Auch der abschließende Beitrag von Dieter Dörr und Simone Schuster plädiert für eine maßvolle, niedrigschwellige Regulierung. Wo Google sich durch Optimierungsprozesse und andere Eingriffe vom Inhaltevermittler zum Inhalteanbieter wandelt, sei sie nötig. Als zentrale Orientierungspunkt dafür nennen die Autoren Suchmaschinenneutralität, Transparenz und Medienkompetenz der Nutzer. Sie plädieren nicht für eine Überwachungsbehörde, sondern für eine ausdifferenzierte Aufgabenverteilung, in der der Staat die Basis für das Vertrauensverhältnis zwischen den Akteuren „Intermediär“ und „Nutzer“ schaffen und die Industrie sich selbst regulieren solle. Den Verhaltenskodex der Suchmaschinenanbieter in der FSM nennen sie als Vorbild, doch auch dessen Transparenzvorschriften scheiterten an mangelnder Durchsetzbarkeit.

Der vorliegende Band liefert eine willkommenen Einblick in den Stand der akademischen Erkenntnislage über ein Schlüsselelement des digitalen Ökosystems, und er zeigt an vielen Stellen den Bedarf nach weiterer Forschung.

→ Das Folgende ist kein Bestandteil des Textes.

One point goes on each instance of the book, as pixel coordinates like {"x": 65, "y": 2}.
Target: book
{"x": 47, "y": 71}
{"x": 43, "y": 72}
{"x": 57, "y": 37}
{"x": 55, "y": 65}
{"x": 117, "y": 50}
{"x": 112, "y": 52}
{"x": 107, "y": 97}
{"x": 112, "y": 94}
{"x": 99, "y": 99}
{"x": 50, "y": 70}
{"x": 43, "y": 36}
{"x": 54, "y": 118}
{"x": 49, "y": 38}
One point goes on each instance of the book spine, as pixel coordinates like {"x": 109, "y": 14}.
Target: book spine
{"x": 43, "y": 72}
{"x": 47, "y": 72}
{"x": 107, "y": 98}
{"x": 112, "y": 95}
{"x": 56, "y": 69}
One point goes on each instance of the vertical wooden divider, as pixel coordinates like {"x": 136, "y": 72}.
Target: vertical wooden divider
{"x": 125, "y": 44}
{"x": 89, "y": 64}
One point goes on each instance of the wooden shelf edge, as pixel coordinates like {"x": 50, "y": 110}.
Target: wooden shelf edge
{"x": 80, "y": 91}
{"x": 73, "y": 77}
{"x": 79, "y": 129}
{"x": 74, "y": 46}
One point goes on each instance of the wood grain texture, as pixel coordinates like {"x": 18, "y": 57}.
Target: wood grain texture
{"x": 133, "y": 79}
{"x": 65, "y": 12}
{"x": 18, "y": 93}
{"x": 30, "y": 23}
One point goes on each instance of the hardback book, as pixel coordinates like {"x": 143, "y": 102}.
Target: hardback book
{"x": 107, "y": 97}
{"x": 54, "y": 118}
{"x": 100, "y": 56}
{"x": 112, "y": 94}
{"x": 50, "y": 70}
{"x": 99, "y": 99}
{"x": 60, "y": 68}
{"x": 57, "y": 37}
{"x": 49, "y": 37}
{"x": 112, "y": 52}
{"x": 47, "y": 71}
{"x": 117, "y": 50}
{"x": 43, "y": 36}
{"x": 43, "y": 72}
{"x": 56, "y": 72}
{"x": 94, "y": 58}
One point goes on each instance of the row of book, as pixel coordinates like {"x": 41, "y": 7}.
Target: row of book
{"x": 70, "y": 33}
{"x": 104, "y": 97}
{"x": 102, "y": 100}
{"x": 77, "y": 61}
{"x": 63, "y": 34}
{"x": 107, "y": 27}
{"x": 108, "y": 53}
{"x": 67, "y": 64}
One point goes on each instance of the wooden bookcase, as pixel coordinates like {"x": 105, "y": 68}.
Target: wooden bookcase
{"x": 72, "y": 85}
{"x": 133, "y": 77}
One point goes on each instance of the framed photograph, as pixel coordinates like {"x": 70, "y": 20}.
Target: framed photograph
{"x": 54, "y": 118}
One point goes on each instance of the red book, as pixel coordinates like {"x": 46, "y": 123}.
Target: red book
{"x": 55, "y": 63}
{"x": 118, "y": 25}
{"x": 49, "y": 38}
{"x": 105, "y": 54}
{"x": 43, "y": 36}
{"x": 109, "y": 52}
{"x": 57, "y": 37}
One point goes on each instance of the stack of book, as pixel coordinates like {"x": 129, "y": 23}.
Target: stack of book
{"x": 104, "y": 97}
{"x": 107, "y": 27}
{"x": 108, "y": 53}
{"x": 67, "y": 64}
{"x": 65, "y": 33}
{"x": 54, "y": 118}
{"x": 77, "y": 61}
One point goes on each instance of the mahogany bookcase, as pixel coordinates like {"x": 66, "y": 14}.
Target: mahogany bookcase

SEO-Aktivitäten werden verschiedentlich angesprochen, aber eine systematische Untersuchung ihrer Auswirkungen auf den Ergebnisraum fehlt. Vertikale Integration ruft die Kartellwächter auf den Plan, doch wie wirken sich Nutzerdaten aus Google+, Maps, Youtube, Docs, Mail usw. auf die Suche aus? Der PageRank-Algorithmus ist natürlich omnipräsent, aus seiner Evolution über die regelmäßigen Updates hinweg wird nur das im Herbst 2013 eingespielte Hummingbird genannt. Darüber erfährt man mehr aus der SEO-Welt als von der Wissenschaft. Neben marktlicher und öffentlicher Organisation von Suchmaschinen gibt es auch Peer-to-Peer-Lösungen, doch verteilte Suchmaschinen wie YaCy und Faroo werden nicht erwähnt. Schließlich verwundert es, dass in einem Band über die Meinungsmacht von Google, dessen Lobbying-Aktivitäten nicht thematisiert werden. Neben der klassischen Politikbeeinflussung in Berlin und Brüssel wäre hier auch an weichere Formen wie das Collaboratory zu denken. Zum Humboldt Institut für Internet und Gesellschaft schreibt Mager nur, seine Rolle „bleibt abzuwarten“.

Bei einem derart dynamischen Untersuchungsgegenstand beginnt ein Buch schon vor dem Druck zu veralten. Auch das eine Conclusio: Wissenschaft müsste auf das Tempo des digitalen Wandels kommen, um den gesellschaftlichen Diskurs und eine zeitnahe Regulierung mit ihren Erkenntnissen wirksam zu unterfüttern.